Back to the game and a quick recap! The Giants scored another run in the 5th to make it 6-0 Giants, and that’s when it got really interesting. San Diego put up three runs in the top of the 6th inning concluding with a Yasmani Grandal home run that pinged very loudly off the right field pole. The only reason I knew it was that loud was because we could hear it from our seats! Then in the top of the 7th inning, he did it again! This time, Grandal hit a monstrous grand slam to give the Padres the lead. That home run wasn’t quite a splash hit, although it did go over the field arcade and bounced into the water from the walkway. For the record, that does not count as a splash hit… it has to be done on the fly.
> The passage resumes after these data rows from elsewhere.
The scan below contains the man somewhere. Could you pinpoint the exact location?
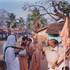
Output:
[3,35,20,70]
[19,35,32,70]
[43,39,64,70]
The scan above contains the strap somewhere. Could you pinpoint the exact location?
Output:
[3,46,14,60]
[3,46,24,60]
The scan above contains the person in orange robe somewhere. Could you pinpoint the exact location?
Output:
[19,37,31,70]
[30,43,41,70]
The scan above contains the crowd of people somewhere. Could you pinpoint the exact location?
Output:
[0,29,70,70]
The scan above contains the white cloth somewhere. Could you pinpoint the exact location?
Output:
[46,47,58,70]
[3,35,20,70]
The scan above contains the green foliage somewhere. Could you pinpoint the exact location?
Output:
[52,1,70,15]
[28,8,47,30]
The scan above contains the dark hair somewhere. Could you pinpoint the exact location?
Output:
[51,39,59,45]
[62,66,69,70]
[0,60,7,70]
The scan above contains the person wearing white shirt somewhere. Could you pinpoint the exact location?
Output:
[3,35,20,70]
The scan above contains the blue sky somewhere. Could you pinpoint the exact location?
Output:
[0,0,44,16]
[0,0,69,17]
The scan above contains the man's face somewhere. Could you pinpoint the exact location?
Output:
[48,40,55,47]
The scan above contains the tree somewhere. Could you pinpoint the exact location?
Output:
[18,17,24,26]
[28,8,47,31]
[22,0,70,34]
[6,13,16,28]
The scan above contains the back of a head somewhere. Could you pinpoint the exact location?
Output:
[6,35,16,46]
[0,60,7,70]
[51,39,59,45]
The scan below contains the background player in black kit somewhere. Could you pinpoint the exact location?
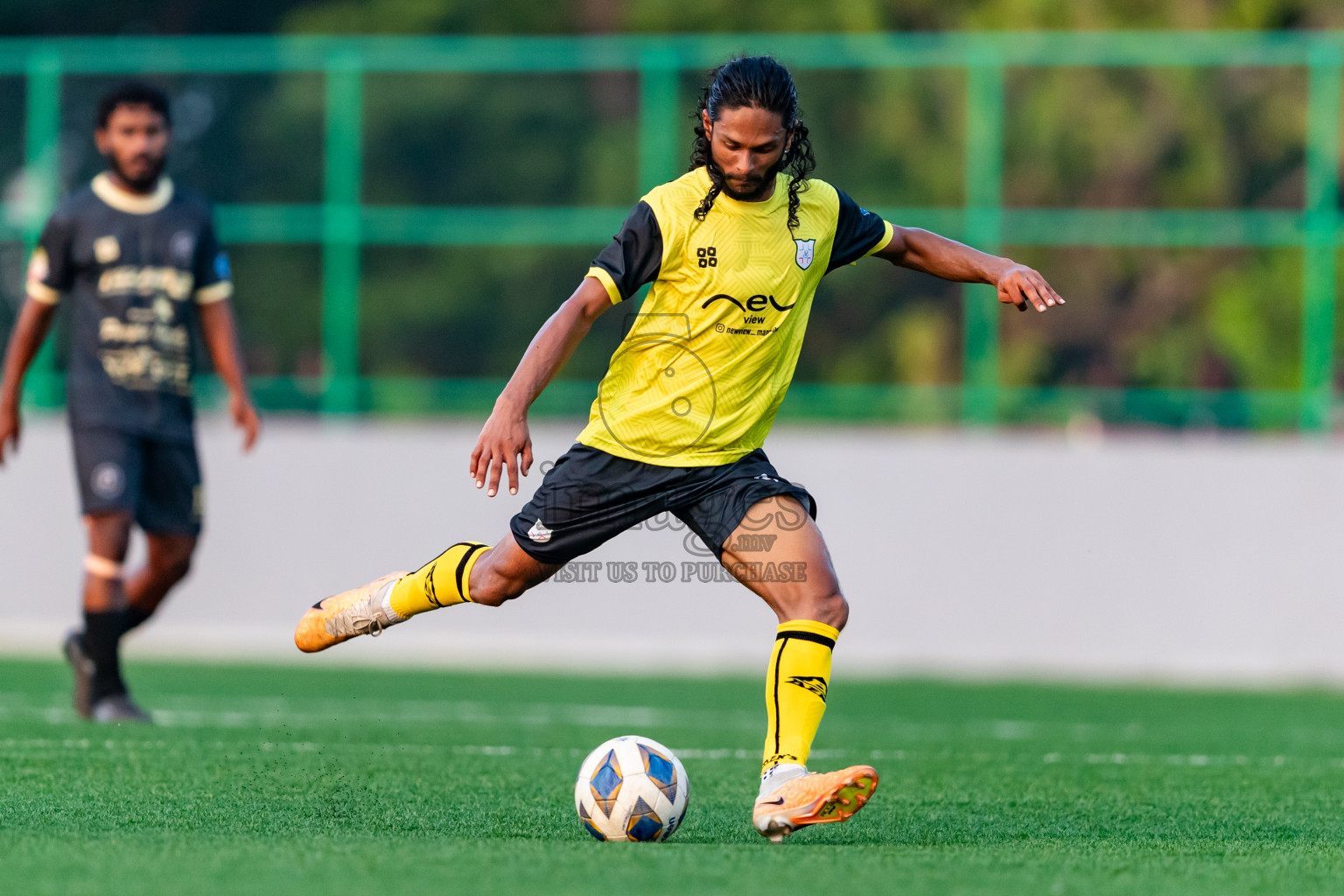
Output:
[0,83,259,721]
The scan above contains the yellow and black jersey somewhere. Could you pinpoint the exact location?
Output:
[578,168,892,466]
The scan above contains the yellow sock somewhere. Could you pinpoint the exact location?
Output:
[760,620,840,773]
[389,542,491,618]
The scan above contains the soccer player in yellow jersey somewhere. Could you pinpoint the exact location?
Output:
[294,56,1063,843]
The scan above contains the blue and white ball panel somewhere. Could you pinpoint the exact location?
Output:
[574,735,690,841]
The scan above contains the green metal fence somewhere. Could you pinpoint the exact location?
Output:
[0,32,1344,430]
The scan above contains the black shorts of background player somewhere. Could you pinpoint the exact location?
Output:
[0,82,259,721]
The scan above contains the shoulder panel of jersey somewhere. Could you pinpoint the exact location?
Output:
[24,184,102,304]
[827,188,895,274]
[90,172,173,215]
[587,171,707,304]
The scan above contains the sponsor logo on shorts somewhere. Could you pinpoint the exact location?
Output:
[88,461,126,499]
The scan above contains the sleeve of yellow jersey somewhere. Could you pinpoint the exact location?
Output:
[827,189,895,274]
[587,200,662,304]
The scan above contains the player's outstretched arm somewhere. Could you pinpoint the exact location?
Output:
[873,227,1065,312]
[0,298,57,465]
[200,298,261,452]
[471,276,612,497]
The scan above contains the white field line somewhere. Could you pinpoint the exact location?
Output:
[0,738,1327,770]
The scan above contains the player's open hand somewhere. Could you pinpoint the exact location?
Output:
[0,407,22,466]
[471,404,532,497]
[998,264,1065,312]
[228,392,261,454]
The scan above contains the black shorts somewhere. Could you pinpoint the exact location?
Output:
[71,429,201,535]
[509,444,817,564]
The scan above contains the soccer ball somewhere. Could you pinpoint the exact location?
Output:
[574,735,691,841]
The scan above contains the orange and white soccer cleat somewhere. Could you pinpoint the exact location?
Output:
[294,572,406,653]
[752,766,878,844]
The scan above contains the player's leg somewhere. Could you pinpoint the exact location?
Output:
[294,444,650,653]
[74,510,132,718]
[294,535,564,653]
[123,439,203,632]
[722,494,878,843]
[65,429,144,718]
[125,532,198,632]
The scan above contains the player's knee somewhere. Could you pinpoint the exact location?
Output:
[471,568,527,607]
[815,592,850,632]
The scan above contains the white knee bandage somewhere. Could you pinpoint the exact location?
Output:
[85,554,125,579]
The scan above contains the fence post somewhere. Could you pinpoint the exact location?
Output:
[23,48,62,409]
[640,47,690,196]
[961,45,1004,424]
[1299,40,1341,431]
[321,50,364,414]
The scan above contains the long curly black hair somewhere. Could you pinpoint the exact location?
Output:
[690,56,817,231]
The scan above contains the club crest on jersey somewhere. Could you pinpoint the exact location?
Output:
[793,239,817,270]
[168,230,196,268]
[93,236,121,264]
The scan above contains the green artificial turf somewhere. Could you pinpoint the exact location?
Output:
[0,661,1344,896]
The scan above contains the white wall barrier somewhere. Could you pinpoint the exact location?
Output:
[0,417,1344,682]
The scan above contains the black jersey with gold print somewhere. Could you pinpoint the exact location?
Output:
[28,175,233,442]
[579,168,892,466]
The Padres added one more run on a Rene Rivera home run to make it 8-6, Padres. All of a sudden, the champagne was looking like it had to be put on ice!
I left that game with a huge smile on my face. I got to see an awesome playoff celebration, witnessed a great (albeit weird) game, and got to see Willie Mays. That was a fantastic way to close out that part of the trip, and I couldn’t have asked for a better way to conclude this part of the tour. Not only that, but I actually completed the first half of the ballparks that quickly. Fifteen ballparks is no easy feat, and I’m glad I had the opportunity to visit all the places I did. I feel so thankful to have been able to do this. Right as I got home, my thought was, “Okay, I just finished the first half of the current ballparks. When can I start planning for next season and getting the other half?”
PS: While this post was uploaded the following year, I time-stamped it in 2014 that way it could be found in the “2014” posts. Again, thank you all for reading!